“When a Man’s partner is killed, he’s supposed to do something about it. He was your partner and you’re supposed to do something about it. And it happens we’re in the detective business. Well, when one of your organization gets killed, it’s–it’s bad business to let the killer get away with it, bad all around, bad for every detective everywhere.”
Sam Spade
The Maltese Falcon by Dashiell Hammett
The Sources
The detective story was essentially invented by Edgar Allen Poe who was a direct influence on Sir Arthur Conan Doyle and Agatha Christie. His detective, C. Auguste Dupin can be seen reflected in both Sherlock Holmes and Hercule Poirot. The first person narrator being a friend of the detective, Dr. Watson for Holmes and Captain Hastings for Poirot, the bumbling police inspector, and the trademark minor details that only the detective can see are all lynchpins carried on by Doyle and Christie. With the success that Poe had on the publication of his Dupin stories, it is hard to understand why he did not feel as the public did at the time. He felt that they were a minor achievements and that they were something he wrote to amuse himself, but he did not regard them as serious writing. Doyle also wrote his mysteries as a reprieve from his more serious writing, and considered killing Holmes off very early on; unfortunately for him, the public was not in agreement, and when he killed off Holmes there was an outcry that led him to bring the detective back in The Hound of the Baskervilles.
Like most literary forms, Film Noir developed out of an existing style of writing. Mostly pulp fiction and detective stories, but they were different from what had come before them. They were dark and gritty and dealt with the fears and travails of ordinary people. Unlike the mysteries of the past where the butler probably did it, these were stories set in the streets of the city; in the bars and cafes and clubs of the metropolis’ shadows. Holmes’ cocaine was replaced by a whiskey bottle, and Dr. Watson by a dead partner that had to be avenged. Some of the writers became well known to the general public: Raymond Chandler, James M. Cain, and most notably, Dashiell Hammett.
Pulp magazines were not taken very seriously until one called Black Mask appeared. Edited by the famous H.L. Mencken and George Jean Nathan in 1920, it became more prestigious than other publications of its type. It was quickly taken over by its publishers when the original editors lost interest. The new editor took the magazine very seriously and held the contributors to high standards. The contribution made by Black Mask to the eventual rise of Film Noir cannot be underestimated; Showcasing writers like Hammett, Paul Cain, Roger Torrey, Earl Stanley Gardner, Fredrick Nebel, and Raymond Chandler the hard boiled detective story flowered like a black rose.
Dashiell Hammett was regarded as the most important writer of the hard-boiled school of writing; Raymond Chandler said that Hammett had taken, “murder out of the Venetian vase and dropped it into the alley.” He was a prolific writer and produced thirty short stories in a two year span.
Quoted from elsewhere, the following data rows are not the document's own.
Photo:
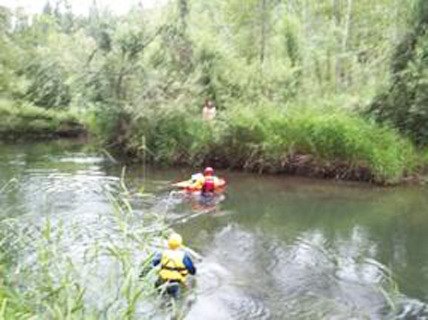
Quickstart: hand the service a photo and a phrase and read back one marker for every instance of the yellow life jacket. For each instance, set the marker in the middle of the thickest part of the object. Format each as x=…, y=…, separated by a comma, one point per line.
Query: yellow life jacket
x=172, y=266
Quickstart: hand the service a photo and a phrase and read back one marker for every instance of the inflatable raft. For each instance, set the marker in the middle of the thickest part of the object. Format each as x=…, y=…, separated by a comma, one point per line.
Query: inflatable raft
x=187, y=186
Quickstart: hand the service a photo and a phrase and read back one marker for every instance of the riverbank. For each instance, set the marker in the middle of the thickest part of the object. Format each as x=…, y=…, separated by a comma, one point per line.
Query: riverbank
x=310, y=142
x=22, y=120
x=329, y=144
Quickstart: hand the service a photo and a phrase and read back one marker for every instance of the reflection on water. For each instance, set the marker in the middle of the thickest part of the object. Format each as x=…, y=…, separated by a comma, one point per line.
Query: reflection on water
x=274, y=247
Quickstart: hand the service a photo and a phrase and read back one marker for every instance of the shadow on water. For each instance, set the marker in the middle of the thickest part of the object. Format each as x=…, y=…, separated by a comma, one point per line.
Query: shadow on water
x=273, y=248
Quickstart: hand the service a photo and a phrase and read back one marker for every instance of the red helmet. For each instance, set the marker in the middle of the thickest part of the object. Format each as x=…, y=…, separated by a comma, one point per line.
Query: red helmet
x=208, y=171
All but two of the thirty early short stories were published in the famous, Black Mask magazine from 1928 to 1930. It is still considered the most prestigious mystery publication and has been revived and can be ordered at: https://blackmaskmagazine.com/
His writings include the novels: Red Harvest, The Dain Curse, The Maltese Falcon, The Glass Key, and The Thin Man. The Maltese Falcon remains one of the most well known of the Film Noirs based on his writing. His Sam Spade was a blueprint for the quintessential hard-boiled detective; brought to life by Humphry Bogart in one of his most imitated characterizations. The following year, The Glass Key was released starring Alan Ladd and Veronica Lake.
Both of these films made a powerful impact on the public. Alan Ladd and Veronica Lake had a strong screen chemistry and would be reunited in This Gun for Hire (1942), The Black Dalia (1946), and Saigon (1948). Bogart also starred in Raymond Chandler’s, The Big Sleep with Lauren Bacall and Martha Vickers (1946). Bogart became as much a part of Film Noir as the black and white photography and stylized dialogue.